“Well, Tom,” I said, “have you made it out?”
“I can’t say I have, sir. I’m afraid I’m very stupid, for I’ve tried hard. I must just ask you to tell me what it means. But I must tell you one thing, sir: every time I read it over—twenty times, I daresay—I thought I was lying on my mother’s grave, as I lay that terrible night; and then at the end there you were standing over me and saying, ‘Can I do anything to help you?’”

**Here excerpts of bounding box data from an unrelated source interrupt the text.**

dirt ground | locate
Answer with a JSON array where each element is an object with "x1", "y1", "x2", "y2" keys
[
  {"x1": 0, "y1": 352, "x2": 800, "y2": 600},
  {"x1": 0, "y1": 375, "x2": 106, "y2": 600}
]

I was struck with astonishment. For here, in a wonderful manner, I saw the imagination outrunning the intellect, and manifesting to the heart what the brain could not yet understand. It indicated undeveloped gifts of a far higher nature than those belonging to the mere power of understanding alone. For there was a hidden sympathy of the deepest kind between the life experience of the lad, and the embodiment of such life experience on the part of the poet. But he went on:
“I am sure, sir, I ought to have been at my prayers, then, but I wasn’t; so I didn’t deserve you to come. But don’t you think God is sometimes better to us than we deserve?”
“He is just everything to us, Tom; and we don’t and can’t deserve anything. Now I will try to explain the sonnet to you.”
I had always had an impulse to teach; not for the teaching’s sake, for that, regarded as the attempt to fill skulls with knowledge, had always been to me a desolate dreariness; but the moment I saw a sign of hunger, an indication of readiness to receive, I was invariably seized with a kind of passion for giving. I now proceeded to explain the sonnet. Having done so, nearly as well as I could, Tom said:
“It is very strange, sir; but now that I have heard you say what the poem means, I feel as if I had known it all the time, though I could not say it.”